How can you tell if a husband loves his wife? In the month of October in the year of 2023, the answer seems to be: he got her a “boo basket”. Popularised via a TikTok hashtag with almost 400m views, a boo basket is a collection of Halloween treats stored inside an oversized hamper. There are sweets and chocolate in there, naturally, but there are also mugs, candles, teddy bears and ornaments themed around the spooky season. “This is what to get your wife in a boo basket, and yes, you do want to get her a boo basket,” says a creator in a video with 2m views. “Girls, send this to your husband.” Another video with almost 16m views is captioned: “If your boyfriend hasn’t made you a boo basket yet he doesn’t love you.”
Whatever the Halloween Scrooges (boo-ges?) might say, Halloween didn’t originate as a cynical, commercialised American import. Europeans have been celebrating Halloween as we know it since the middle ages and trick or treating is itself medieval (especially if your neighbour gives you a box of raisins). It’s not that we don’t have a long tradition of spooky celebrations here in the UK – it’s just that we once used to carve faces on turnips, but now have Marks & Spencer selling us £20 glass pumpkins. This year, Halloween spending in the UK is expected to surpass £1bn for the first time. Two decades ago, we only spent £12m.
I for one have welcomed the rise of cobwebs and inflatable witches splayed outside my neighbours’ houses; we all need more joy when the clocks go back and the cold closes in. But “boo baskets” (which, yes, have made it to the UK) and their like have given me pause. The fact that a TikTok trend can inspire people to buy 10 to 15 pieces of worthless clutter gives me the creeps.
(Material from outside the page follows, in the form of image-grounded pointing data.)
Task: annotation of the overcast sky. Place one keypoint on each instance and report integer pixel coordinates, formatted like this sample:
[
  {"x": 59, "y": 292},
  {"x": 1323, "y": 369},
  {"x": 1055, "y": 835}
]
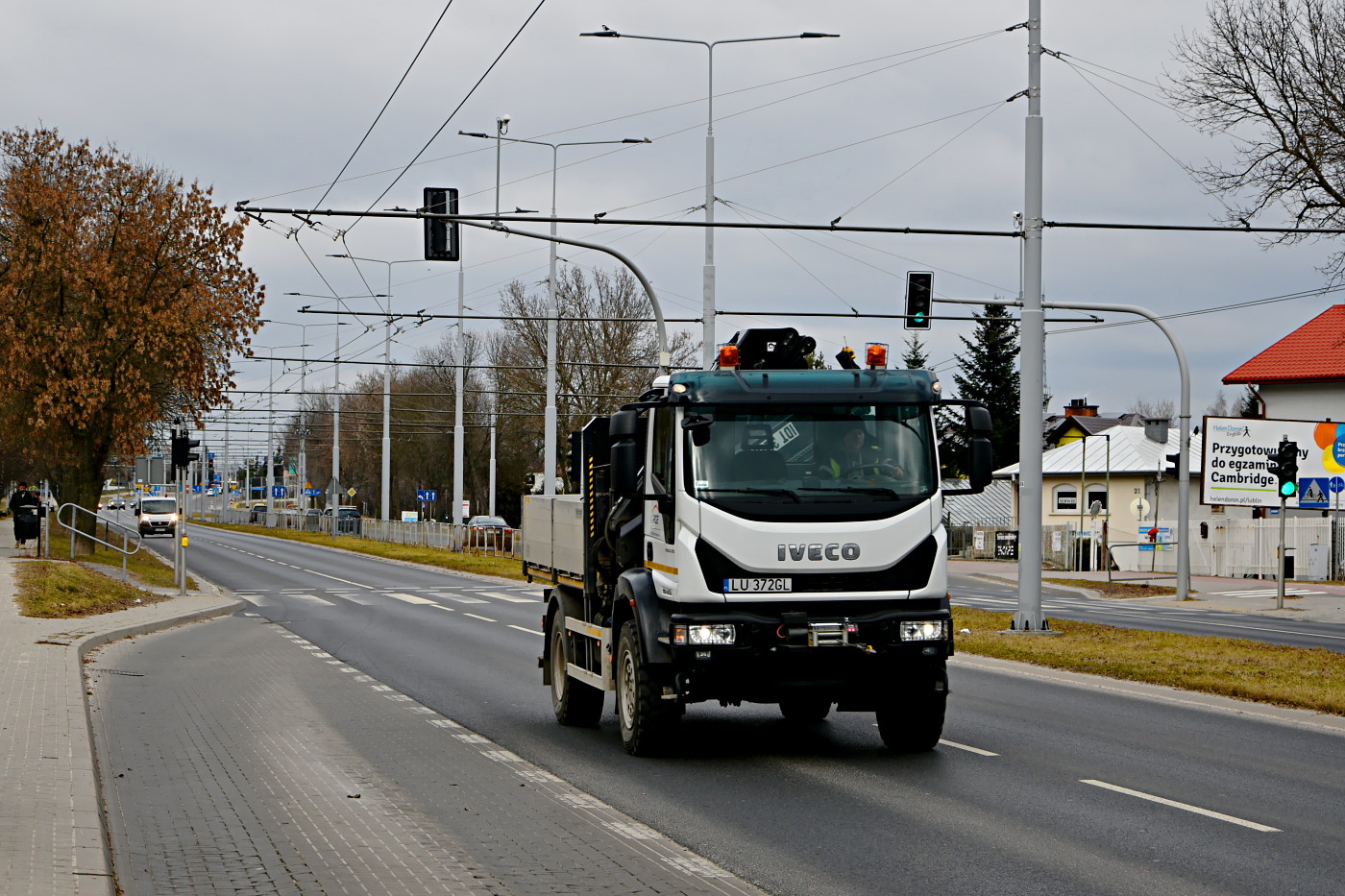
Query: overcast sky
[{"x": 901, "y": 121}]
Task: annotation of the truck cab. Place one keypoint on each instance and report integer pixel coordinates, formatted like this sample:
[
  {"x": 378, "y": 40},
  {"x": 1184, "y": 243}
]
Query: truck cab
[{"x": 756, "y": 534}]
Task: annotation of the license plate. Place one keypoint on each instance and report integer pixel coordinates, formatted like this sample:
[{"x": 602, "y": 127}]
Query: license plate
[{"x": 757, "y": 586}]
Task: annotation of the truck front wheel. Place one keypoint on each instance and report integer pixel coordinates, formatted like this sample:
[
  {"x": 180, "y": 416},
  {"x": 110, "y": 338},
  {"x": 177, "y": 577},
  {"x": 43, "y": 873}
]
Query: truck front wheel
[
  {"x": 575, "y": 702},
  {"x": 914, "y": 722},
  {"x": 645, "y": 717}
]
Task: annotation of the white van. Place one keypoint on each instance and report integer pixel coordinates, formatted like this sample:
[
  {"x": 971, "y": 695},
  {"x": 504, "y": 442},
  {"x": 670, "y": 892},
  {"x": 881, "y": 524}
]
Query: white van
[{"x": 158, "y": 516}]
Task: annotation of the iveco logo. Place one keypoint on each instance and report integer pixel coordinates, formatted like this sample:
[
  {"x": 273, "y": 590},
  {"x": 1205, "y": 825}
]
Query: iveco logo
[{"x": 847, "y": 550}]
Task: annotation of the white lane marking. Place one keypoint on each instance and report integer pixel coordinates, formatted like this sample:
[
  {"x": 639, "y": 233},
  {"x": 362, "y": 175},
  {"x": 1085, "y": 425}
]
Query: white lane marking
[
  {"x": 464, "y": 599},
  {"x": 1208, "y": 812},
  {"x": 410, "y": 599},
  {"x": 970, "y": 750},
  {"x": 513, "y": 599}
]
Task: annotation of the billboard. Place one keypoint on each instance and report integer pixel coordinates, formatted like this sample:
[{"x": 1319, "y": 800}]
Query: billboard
[{"x": 1234, "y": 455}]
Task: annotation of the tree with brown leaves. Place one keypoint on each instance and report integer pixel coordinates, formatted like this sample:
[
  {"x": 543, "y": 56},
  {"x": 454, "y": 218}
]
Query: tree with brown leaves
[{"x": 121, "y": 301}]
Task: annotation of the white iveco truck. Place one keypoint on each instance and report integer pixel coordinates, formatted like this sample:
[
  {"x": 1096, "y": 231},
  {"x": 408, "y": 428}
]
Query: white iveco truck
[{"x": 736, "y": 539}]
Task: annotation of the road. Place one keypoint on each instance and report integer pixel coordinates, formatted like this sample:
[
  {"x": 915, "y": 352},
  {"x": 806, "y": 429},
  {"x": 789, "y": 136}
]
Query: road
[{"x": 1039, "y": 787}]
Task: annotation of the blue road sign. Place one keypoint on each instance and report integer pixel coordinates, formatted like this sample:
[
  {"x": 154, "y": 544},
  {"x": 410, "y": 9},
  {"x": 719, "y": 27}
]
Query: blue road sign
[{"x": 1314, "y": 493}]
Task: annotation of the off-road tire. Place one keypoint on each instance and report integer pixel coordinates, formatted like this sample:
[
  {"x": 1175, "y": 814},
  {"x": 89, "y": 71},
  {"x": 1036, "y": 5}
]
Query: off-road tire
[{"x": 645, "y": 717}]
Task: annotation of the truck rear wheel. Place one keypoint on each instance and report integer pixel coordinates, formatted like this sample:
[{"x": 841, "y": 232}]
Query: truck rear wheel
[
  {"x": 575, "y": 702},
  {"x": 646, "y": 720},
  {"x": 912, "y": 724}
]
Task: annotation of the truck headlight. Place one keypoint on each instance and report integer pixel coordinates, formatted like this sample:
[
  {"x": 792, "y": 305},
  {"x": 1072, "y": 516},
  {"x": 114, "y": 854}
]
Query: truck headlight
[
  {"x": 924, "y": 630},
  {"x": 703, "y": 634}
]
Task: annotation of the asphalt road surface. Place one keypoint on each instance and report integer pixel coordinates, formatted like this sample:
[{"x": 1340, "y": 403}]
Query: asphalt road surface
[{"x": 1039, "y": 786}]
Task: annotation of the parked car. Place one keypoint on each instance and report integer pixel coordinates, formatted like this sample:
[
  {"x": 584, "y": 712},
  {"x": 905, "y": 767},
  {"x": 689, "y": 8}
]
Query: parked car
[
  {"x": 490, "y": 533},
  {"x": 347, "y": 521}
]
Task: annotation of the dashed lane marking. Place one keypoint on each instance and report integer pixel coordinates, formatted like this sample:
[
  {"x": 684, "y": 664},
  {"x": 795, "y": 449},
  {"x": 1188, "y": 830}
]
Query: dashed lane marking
[
  {"x": 1162, "y": 801},
  {"x": 513, "y": 599},
  {"x": 970, "y": 750}
]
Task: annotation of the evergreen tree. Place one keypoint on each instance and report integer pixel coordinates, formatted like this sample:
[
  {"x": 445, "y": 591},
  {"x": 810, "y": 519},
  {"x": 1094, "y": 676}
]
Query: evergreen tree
[
  {"x": 915, "y": 356},
  {"x": 989, "y": 373},
  {"x": 1250, "y": 405}
]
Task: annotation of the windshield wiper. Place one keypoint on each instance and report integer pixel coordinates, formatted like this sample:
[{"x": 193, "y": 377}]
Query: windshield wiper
[
  {"x": 863, "y": 490},
  {"x": 762, "y": 492}
]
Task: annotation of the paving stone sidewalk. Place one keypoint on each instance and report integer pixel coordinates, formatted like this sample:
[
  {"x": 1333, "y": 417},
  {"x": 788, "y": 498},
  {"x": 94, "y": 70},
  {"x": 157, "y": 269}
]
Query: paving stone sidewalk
[{"x": 51, "y": 833}]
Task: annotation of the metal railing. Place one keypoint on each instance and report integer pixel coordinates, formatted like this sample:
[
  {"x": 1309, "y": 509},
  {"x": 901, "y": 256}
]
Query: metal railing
[
  {"x": 460, "y": 539},
  {"x": 107, "y": 530}
]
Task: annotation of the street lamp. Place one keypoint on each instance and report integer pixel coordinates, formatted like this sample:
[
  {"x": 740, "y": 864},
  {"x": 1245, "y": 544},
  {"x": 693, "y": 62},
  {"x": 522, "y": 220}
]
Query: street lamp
[
  {"x": 709, "y": 350},
  {"x": 387, "y": 379},
  {"x": 549, "y": 413}
]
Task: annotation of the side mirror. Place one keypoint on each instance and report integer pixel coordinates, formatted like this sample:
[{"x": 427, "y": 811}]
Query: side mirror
[
  {"x": 699, "y": 428},
  {"x": 625, "y": 469}
]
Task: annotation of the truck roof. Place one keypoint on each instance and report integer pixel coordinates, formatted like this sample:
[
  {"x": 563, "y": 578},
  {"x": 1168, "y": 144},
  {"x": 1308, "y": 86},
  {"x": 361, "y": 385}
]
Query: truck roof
[{"x": 803, "y": 386}]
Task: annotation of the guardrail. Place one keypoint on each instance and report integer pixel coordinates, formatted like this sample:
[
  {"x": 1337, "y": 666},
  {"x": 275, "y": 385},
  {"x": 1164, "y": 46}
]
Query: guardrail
[
  {"x": 460, "y": 539},
  {"x": 107, "y": 530}
]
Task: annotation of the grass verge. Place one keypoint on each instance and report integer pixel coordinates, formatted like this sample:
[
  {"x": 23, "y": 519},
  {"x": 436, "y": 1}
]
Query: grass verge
[
  {"x": 54, "y": 590},
  {"x": 481, "y": 564},
  {"x": 1294, "y": 677}
]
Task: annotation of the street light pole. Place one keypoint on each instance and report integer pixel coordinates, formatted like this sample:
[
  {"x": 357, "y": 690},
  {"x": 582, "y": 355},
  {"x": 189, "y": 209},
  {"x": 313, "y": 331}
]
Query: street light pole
[
  {"x": 549, "y": 435},
  {"x": 709, "y": 348},
  {"x": 385, "y": 498}
]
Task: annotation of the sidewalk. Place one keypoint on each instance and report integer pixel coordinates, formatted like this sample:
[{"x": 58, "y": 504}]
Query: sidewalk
[
  {"x": 1257, "y": 596},
  {"x": 51, "y": 835}
]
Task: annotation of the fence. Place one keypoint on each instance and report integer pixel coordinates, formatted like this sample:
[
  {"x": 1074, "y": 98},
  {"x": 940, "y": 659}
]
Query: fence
[
  {"x": 497, "y": 543},
  {"x": 1228, "y": 547}
]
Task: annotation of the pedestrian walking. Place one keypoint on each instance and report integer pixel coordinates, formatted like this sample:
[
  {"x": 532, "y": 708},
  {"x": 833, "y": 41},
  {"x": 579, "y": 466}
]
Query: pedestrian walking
[{"x": 24, "y": 505}]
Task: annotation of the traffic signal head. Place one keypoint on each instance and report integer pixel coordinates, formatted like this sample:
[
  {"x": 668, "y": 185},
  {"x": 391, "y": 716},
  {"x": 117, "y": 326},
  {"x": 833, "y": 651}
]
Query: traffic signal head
[
  {"x": 441, "y": 237},
  {"x": 1284, "y": 466},
  {"x": 918, "y": 299},
  {"x": 182, "y": 447}
]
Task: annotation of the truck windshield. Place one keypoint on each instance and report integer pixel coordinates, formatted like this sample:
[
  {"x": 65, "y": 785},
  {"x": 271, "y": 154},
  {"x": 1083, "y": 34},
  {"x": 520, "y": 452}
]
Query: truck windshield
[{"x": 867, "y": 460}]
B&M is selling Halloween hand wash dispensers and body mists, while Home Bargains is offering cactuses in ceramic pumpkins and tall, spider-shaped snack dishes that couldn’t possibly fit in anyone’s cupboard. Making an individual choice to buy a couple of these bits is one thing, but normalising buying the lot is another thing entirely.
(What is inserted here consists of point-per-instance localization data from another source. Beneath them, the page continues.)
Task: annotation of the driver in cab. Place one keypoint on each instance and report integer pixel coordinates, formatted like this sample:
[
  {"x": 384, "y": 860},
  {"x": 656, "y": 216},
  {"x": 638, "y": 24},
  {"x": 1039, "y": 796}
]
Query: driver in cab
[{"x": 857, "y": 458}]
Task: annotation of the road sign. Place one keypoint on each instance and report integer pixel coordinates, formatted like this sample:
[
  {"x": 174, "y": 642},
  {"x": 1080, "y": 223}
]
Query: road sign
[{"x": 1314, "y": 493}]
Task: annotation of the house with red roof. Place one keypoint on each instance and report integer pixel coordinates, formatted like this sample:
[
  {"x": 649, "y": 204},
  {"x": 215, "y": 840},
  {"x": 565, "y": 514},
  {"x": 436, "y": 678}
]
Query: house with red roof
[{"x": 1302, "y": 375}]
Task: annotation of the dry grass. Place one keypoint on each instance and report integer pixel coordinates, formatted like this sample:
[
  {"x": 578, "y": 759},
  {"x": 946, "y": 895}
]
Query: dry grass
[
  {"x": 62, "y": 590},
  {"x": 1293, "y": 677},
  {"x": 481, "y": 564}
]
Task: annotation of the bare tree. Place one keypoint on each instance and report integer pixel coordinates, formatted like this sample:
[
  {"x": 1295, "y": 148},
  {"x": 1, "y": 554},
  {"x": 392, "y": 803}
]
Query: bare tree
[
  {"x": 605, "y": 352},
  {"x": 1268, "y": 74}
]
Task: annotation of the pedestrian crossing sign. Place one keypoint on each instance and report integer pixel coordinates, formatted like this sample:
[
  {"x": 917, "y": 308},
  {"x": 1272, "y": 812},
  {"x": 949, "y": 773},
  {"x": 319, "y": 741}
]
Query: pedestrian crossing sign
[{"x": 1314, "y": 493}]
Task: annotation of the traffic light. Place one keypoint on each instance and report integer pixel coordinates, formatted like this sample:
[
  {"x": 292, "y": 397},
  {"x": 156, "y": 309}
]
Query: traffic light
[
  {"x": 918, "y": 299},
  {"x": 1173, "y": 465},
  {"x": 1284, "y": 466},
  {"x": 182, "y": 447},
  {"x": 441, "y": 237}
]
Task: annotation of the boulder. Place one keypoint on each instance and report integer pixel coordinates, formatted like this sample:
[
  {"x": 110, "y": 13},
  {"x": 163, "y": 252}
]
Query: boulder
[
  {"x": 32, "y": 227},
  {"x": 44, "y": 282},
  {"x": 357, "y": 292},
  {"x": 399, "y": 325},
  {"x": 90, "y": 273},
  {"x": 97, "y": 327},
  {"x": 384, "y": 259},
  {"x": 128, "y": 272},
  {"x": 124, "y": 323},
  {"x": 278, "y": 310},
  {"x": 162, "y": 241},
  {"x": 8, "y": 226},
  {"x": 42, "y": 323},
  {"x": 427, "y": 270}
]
Meanwhile, the American tradition of “pumpkin picking” has taken over the UK, but because we don’t actually have field after field of pumpkin patches, the gourds are often simply scattered on the ground – and people pay as much as £24 per kid to pick them up.
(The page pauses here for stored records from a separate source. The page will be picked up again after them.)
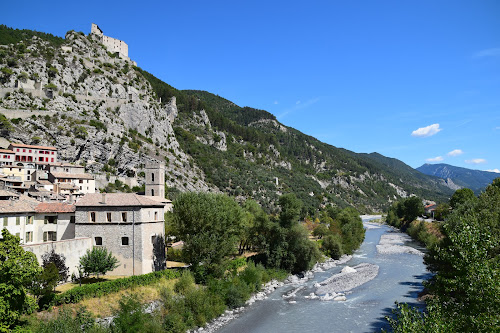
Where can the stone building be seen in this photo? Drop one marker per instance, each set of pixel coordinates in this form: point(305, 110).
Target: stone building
point(155, 179)
point(112, 44)
point(131, 226)
point(36, 154)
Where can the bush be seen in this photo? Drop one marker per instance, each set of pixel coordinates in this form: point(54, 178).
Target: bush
point(132, 317)
point(332, 246)
point(185, 283)
point(77, 294)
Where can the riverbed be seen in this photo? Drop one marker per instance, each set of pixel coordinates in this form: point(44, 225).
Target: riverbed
point(399, 278)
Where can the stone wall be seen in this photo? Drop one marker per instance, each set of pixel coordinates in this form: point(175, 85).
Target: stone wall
point(72, 249)
point(136, 257)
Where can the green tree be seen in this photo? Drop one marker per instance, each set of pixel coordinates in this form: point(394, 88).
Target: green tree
point(320, 231)
point(413, 207)
point(44, 284)
point(59, 261)
point(332, 246)
point(461, 196)
point(209, 224)
point(98, 261)
point(442, 211)
point(18, 268)
point(466, 283)
point(290, 209)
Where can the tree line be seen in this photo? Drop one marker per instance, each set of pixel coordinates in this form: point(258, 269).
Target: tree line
point(465, 288)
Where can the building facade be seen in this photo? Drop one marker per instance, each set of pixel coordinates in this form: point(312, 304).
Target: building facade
point(112, 44)
point(129, 225)
point(35, 154)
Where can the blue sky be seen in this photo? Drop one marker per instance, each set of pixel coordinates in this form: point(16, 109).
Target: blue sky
point(414, 80)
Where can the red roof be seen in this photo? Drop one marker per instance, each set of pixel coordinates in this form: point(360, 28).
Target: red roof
point(54, 207)
point(20, 145)
point(6, 151)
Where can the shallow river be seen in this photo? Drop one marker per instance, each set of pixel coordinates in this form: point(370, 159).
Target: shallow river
point(399, 279)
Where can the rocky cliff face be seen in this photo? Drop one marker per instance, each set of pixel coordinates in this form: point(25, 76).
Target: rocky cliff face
point(101, 112)
point(112, 117)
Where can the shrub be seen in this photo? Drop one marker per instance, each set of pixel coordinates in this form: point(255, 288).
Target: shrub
point(77, 294)
point(332, 246)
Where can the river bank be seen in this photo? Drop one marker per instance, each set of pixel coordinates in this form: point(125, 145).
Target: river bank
point(290, 308)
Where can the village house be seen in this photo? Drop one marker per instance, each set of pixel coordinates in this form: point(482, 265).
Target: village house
point(30, 153)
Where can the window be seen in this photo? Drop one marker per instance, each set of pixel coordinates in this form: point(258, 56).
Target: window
point(49, 236)
point(50, 220)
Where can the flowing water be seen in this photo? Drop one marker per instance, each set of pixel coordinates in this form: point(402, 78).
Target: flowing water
point(399, 279)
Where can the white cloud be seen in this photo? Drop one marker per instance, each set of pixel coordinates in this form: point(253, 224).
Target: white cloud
point(455, 152)
point(435, 159)
point(423, 132)
point(476, 161)
point(298, 105)
point(494, 52)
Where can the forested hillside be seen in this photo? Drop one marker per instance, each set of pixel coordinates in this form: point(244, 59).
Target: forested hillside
point(112, 117)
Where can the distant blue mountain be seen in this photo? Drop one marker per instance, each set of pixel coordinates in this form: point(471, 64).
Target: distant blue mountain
point(476, 180)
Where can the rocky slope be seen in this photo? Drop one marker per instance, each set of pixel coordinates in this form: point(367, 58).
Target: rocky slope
point(103, 112)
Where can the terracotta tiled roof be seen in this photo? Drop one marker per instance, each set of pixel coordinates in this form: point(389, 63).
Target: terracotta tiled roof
point(54, 207)
point(4, 193)
point(23, 205)
point(72, 175)
point(63, 164)
point(6, 151)
point(116, 199)
point(20, 145)
point(68, 186)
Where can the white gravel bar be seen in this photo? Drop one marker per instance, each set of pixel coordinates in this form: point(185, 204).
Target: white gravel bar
point(347, 279)
point(394, 244)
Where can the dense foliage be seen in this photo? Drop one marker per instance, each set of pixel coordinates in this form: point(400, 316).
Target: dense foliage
point(466, 264)
point(209, 225)
point(98, 289)
point(98, 261)
point(18, 269)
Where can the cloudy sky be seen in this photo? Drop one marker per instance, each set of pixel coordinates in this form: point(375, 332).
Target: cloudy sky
point(414, 80)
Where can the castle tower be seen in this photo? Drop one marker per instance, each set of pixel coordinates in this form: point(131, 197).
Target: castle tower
point(155, 179)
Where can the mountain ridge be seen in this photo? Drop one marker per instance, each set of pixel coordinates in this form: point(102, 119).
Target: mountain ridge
point(476, 180)
point(113, 117)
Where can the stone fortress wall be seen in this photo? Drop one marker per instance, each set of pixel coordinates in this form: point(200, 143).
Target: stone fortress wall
point(114, 45)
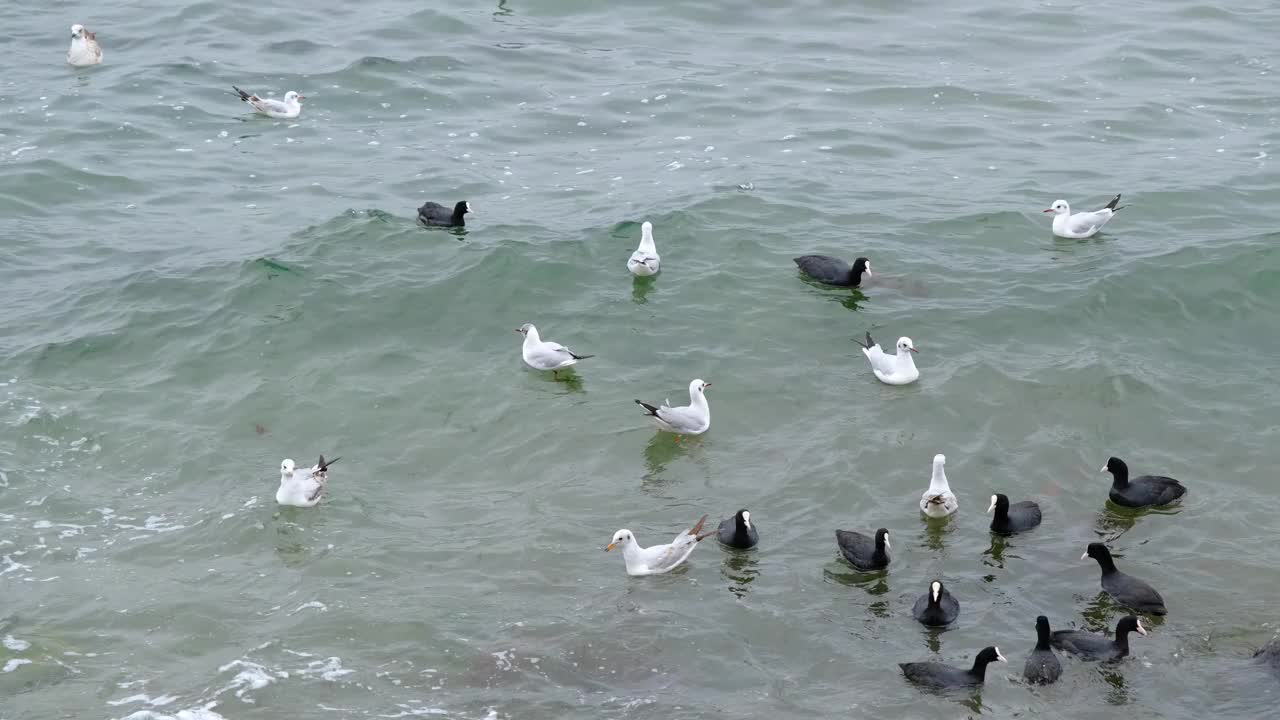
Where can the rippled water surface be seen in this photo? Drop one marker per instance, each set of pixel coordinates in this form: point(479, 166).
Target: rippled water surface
point(188, 294)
Listen, if a pumpkin-shaped candle makes you happy, I can think of no reason you shouldn’t buy it (or make your boyfriend buy it for you). But at the same time, we mustn’t mistake marketing pressure for personal choice. In 2010, the BBC reported that supermarkets had spent the early noughties “massively increasing” their range of Halloween goods – fancy dress proprietor Emma Angel theorised that vampire media such as True Blood and Twilight had led to more adults buying into the season. In 2013, Asda began collaborating with popular British YouTubers who promoted its Halloween range; the supermarket even sponsored Halloween parties for these influencers. By the end of the decade, the US’s National Retail Federation concluded that social media had led to near-record Halloween spending – and the internet allowed us Britons to see into American homes, forever changing our idea of just how many treats the season needs.
Shops don’t simply give us what we want – they make us want it. New products don’t appear out of thin air like ghosts; companies spend millions on elaborate creations, bolting bits together like Dr Frankenstein. Then they pay influencers to make you think you need things that you’ll ultimately throw in the bin.
Some people have already started speaking out about the pressure to buy into the boo – “Parents have got enough stuff to worry about,” said Newcastle-based TikToker Mandy Charlton in a September TikTok. A common defence is that if something makes you happy, why shouldn’t you do it? I wonder, though, what boo baskets and a picture of yourself pumpkin picking really provide beyond social media bragging rights.
Boo baskets aren’t just shared between spouses – parents film themselves stuffing tumblers, plastic necklaces, and pyjamas into buckets for their kids. I remember how embarrassed I used to feel as a child when peers asked me what I got for Christmas and I’d mutter about a couple of things while they rattled off endless toys and games. Should “What did you get for Halloween?” really become a question that anybody asks?